Glace v. Pilot Throwing Co.Annotate this Case
80 S.E.2d 759 (1954)
239 N.C. 668
GLACE v. PILOT THROWING CO., Inc. et al.
Supreme Court of North Carolina.
March 17, 1954.
*761 John H. Blalock, Pilot Mountain, for plaintiff, appellee.
Woltz & Barber, Mount Airy, for defendants, appellants.
The defendants excepted to the award entered by the Full Commission, and appealed to the Superior Court assigning errors as to a finding of fact and a conclusion of law. On the hearing in the court below the trial judge being of the opinion that the findings of fact and award of the Full Commission are supported by the evidence, in all respects affirmed the award. The defendants' appeal entries to the judgment in the Superior Court are that the defendants in open court except to the signing of the judgment "for that his Honor erred as a matter of law in affirming the award of the Commission and for other errors to be assigned." The defendants' sole assignment of error is that the trial judge "erred in his conclusions of law and in signing the judgment."
When an award is made by the Full Commission and an appeal is taken, the Superior Court, as an appellate court, reviews only such questions as are presented to it by exceptive assignments of errors properly made to the award. On appeal from the Superior Court's judgment affirming the award to the Supreme Court, we review only such exceptive assignments of error as are properly made to the judgment of the Superior Court alone. Worsley v. S. & W. Rendering Co., N.C., 80 S.E.2d 467; Rader v.
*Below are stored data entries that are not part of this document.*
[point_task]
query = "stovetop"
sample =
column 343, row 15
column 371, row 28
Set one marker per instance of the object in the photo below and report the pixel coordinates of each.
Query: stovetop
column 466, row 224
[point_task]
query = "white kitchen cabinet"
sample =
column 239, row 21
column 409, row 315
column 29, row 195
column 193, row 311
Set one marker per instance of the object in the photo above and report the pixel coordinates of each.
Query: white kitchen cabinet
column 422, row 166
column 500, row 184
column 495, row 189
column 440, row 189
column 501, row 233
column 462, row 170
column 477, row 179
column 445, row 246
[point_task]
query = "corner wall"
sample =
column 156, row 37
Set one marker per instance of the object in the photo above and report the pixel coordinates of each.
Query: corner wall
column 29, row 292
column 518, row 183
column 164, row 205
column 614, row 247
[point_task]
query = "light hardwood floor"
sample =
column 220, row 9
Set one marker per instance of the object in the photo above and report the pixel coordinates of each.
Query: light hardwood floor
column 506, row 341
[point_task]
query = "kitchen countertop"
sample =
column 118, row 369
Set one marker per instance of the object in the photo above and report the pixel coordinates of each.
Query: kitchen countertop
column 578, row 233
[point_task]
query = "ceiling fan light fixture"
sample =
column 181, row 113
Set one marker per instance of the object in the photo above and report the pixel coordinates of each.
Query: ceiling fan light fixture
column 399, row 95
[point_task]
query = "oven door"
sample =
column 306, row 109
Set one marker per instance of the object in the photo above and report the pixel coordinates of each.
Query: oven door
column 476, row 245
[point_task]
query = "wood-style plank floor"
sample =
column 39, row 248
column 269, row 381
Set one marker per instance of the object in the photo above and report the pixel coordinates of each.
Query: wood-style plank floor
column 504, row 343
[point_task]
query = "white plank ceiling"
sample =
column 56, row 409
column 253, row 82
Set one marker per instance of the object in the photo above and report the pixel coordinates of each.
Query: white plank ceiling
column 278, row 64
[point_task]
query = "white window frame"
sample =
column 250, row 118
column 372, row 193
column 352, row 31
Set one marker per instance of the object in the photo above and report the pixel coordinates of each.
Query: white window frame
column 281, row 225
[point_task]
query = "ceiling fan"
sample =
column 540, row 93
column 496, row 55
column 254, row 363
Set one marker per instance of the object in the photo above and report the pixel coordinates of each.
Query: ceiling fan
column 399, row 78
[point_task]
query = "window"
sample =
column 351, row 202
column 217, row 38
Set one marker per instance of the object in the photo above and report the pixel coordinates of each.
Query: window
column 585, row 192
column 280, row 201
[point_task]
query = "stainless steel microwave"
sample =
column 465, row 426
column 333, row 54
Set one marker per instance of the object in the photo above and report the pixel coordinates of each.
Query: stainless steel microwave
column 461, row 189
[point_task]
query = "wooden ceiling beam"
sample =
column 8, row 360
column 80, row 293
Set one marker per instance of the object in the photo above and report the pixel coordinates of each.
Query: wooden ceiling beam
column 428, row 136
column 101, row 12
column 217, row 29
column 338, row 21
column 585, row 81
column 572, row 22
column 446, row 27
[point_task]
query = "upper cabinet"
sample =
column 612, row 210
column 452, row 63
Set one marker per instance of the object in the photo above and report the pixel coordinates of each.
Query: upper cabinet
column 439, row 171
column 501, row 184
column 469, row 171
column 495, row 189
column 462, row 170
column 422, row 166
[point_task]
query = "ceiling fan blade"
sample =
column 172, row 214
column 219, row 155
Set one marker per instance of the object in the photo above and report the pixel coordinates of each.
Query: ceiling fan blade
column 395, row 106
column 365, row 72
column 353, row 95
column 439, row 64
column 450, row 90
Queen City Coach Co., 225 N.C. 537, 35 S.E.2d 609where many of our cases are cited.
The appeal entries and assignment of error by the defendants in this case do not bring up for review the findings of fact of the Full Commission, or the evidence upon which they are based. Worsley v. S. & W. Rendering Co., supra; Rader v. Queen City Coach Co., supra. Such being the field of contest chosen by the defendants, the judgment will be affirmed, if it is supported by the findings of fact. Worsley v. S. & W. Rendering Co., supra; Rader v. Queen City Coach Co., supra.
Defendants in their brief contend there is not sufficient evidence to support the findings of fact by the Industrial Commission that the claimant received an injury by accident within the meaning of the North Carolina Workmen's Compensation Act. The defendants have precluded us from considering this contention by failing to present it by exception and assignment of error duly entered to the judgment of the Superior Court. Rader v. Queen City Coach Co., supra; Wilson v. City of Charlotte, 206 N.C. 856, 175 S.E. 306; Woody Bros. Bakery v. Greensboro Insurance Co., 201 N.C. 816, 161 S.E. 554; Clark v. Henderson, 200 N.C. 86, 156 S.E. 144.
The defendants' sole assignment of error presents only a general broadside exception to the judgment of the Superior Court, and under our decisions the judgment should be affirmed, if it is supported by the findings of fact. Worsley v. S. & W. Rendering Co., supra; Rader v. Queen City Coach Co., supra.
After a review of the findings of fact made by the Full Commission and affirmed in all respects by the trial judge, it manifestly appears that the findings of fact support the judgment entered in the Superior Court.
This opinion is not a precedent on the merits of plaintiff's claim, because we have not been called upon to review the evidence upon which the findings of fact are based. Worsley v. S. & W. Rendering Co., supra; Rader v. Queen City Coach Co., supra.